Clarification on `relative_shift` Output Dimension and Relative Distance Mapping in the preprint

Hi team,

Thank you for sharing this great work!

I have a question regarding the relative_shift function in your preprint.

The pseudo-code for relative_shift suggests an output dimension of [..., S, 2*S - 1]. However, the relative attention calculation within sequence_to_pair_block seems to treat its input (e.g., rel_q_a) as [..., S, S] (or [B, S, S, H] after batch and head dimensions are considered).

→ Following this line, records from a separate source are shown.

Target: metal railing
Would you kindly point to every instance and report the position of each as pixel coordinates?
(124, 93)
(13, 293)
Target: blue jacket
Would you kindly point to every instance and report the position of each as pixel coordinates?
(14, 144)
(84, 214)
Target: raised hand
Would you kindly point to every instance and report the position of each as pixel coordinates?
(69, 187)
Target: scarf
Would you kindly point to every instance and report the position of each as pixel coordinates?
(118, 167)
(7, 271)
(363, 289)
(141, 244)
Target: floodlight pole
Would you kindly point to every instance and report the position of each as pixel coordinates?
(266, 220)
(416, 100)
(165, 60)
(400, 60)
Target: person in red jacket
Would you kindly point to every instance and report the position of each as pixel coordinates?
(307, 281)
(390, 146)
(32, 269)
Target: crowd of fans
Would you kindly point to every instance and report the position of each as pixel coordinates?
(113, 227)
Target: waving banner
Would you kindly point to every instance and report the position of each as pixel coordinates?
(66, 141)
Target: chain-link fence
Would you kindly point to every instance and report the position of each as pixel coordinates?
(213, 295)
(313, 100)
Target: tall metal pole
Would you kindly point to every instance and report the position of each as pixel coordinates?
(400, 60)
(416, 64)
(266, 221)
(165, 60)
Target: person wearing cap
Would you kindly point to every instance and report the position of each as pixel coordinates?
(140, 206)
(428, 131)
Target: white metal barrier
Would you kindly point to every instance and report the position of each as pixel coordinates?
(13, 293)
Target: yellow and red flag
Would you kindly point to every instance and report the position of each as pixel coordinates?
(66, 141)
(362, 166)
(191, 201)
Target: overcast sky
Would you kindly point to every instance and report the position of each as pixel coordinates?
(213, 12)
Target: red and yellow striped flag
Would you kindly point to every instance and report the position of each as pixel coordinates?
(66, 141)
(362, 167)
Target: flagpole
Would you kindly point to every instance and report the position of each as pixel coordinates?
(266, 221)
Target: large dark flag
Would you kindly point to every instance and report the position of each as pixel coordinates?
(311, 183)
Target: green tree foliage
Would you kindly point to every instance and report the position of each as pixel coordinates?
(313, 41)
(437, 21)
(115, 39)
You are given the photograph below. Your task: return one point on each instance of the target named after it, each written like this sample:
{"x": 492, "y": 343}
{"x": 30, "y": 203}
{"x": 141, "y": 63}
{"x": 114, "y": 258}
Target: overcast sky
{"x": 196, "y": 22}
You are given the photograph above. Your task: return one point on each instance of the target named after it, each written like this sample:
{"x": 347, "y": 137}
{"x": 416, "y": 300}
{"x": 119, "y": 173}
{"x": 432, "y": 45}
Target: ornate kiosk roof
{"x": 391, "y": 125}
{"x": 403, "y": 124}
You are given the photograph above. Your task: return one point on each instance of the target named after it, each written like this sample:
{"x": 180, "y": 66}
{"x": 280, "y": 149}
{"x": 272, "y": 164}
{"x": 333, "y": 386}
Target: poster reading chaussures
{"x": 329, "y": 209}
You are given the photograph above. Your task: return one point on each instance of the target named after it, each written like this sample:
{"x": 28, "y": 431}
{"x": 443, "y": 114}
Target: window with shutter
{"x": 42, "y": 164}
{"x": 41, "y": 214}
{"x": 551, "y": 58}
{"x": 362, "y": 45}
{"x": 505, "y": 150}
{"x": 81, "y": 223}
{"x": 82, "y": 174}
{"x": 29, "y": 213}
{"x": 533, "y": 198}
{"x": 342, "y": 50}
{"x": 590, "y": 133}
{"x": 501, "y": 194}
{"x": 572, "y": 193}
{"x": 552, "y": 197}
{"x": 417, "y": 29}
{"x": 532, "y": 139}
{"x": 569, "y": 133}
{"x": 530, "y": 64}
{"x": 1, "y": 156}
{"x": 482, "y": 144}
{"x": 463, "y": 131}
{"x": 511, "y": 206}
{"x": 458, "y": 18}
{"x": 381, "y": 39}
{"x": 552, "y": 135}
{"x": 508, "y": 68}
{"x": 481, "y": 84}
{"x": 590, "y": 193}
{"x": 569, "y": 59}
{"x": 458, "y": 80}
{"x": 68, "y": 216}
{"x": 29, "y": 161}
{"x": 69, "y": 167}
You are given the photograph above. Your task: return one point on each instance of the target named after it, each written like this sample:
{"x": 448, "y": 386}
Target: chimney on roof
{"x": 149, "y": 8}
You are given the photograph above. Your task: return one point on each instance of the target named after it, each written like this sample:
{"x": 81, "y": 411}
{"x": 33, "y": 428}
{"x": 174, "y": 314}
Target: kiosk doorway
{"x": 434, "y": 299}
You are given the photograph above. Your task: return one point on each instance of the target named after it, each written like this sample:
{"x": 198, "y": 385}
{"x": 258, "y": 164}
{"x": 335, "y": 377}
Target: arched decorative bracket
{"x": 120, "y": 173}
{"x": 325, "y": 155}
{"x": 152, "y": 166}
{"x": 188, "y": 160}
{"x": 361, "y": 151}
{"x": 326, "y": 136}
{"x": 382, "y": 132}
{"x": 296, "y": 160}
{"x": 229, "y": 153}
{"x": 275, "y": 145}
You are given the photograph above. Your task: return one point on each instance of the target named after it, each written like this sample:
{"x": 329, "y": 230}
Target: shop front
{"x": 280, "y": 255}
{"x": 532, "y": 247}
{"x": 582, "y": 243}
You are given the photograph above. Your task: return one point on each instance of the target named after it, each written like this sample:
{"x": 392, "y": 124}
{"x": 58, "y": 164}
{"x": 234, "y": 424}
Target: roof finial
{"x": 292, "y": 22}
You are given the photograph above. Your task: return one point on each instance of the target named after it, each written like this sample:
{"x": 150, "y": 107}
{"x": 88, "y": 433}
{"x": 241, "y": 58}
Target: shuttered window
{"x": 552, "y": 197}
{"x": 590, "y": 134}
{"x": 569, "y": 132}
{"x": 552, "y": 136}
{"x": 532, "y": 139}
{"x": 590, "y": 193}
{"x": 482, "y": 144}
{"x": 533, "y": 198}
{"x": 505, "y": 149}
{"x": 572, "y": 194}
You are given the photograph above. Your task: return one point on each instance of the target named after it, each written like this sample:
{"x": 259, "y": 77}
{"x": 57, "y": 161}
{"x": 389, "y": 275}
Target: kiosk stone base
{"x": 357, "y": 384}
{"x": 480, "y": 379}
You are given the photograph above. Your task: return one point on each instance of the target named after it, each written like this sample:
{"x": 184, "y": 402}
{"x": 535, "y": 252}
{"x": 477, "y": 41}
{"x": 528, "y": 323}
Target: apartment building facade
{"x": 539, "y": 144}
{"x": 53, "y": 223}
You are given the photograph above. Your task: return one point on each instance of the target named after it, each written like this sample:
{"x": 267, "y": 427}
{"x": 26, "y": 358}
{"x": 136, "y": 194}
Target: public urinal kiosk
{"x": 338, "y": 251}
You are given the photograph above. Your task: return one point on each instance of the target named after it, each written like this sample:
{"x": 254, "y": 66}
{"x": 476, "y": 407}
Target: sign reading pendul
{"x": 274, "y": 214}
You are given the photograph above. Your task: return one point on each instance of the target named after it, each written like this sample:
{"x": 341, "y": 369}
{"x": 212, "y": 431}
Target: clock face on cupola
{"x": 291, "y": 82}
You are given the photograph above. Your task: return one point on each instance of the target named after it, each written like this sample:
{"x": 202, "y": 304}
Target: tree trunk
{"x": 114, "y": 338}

This suggests that relative_shift performs a critical transformation to reduce the 2 * S - 1 relative range down to S while correctly aligning the relative positional information for the (query_position, key_position) pairs.

Could you please elaborate on:

  1. The precise output dimension of relative_shift? Is it indeed [..., S, S], and if so, how is the 2 * S - 1 dimension mapped or trimmed to S within this function?
  2. How the specific relative distance (k−q) is precisely mapped to the (query_position, key_position) indices within the [..., S, S] output tensor? Understanding this mapping is crucial for grasping how the sequence-to-pair representation correctly incorporates relative positional information.

Hi!

In the revised version of the manuscript we are going to add the pseudocode for the relative_shift operation:

def relative_shift(x: Array[..., S, 2 * S - 1]) -> Array[..., S, S]:
  *batch_shapes, seq_length, num_diagonals = x.shape
  x = Pad(x, [(0,0)] * (len(batch_shapes)+1) + [(1,0)])
  x = x.reshape(batch_shapes + [num_diagonals + 1, seq_length])
  x = x[..., 1:, :].reshape(batch_shapes + [seq_length, num_diagonals])
  return x[..., :seq_length]

Which does, for example:

>>> S = 4
>>> D = 2 * S - 1
>>> example = np.linspace(1 - S, D - S, D)
>>> diagonals_as_cols = np.stack([example for _ in range(4)])
>>> diagonals_as_cols
array([[-3., -2., -1.,  0.,  1.,  2.,  3.],
       [-3., -2., -1.,  0.,  1.,  2.,  3.],
       [-3., -2., -1.,  0.,  1.,  2.,  3.],
       [-3., -2., -1.,  0.,  1.,  2.,  3.]])
>>> relative_shift(diagonals_as_cols)
array([[ 0.,  1.,  2.,  3.],
       [-1.,  0.,  1.,  2.],
       [-2., -1.,  0.,  1.],
       [-3., -2., -1.,  0.]])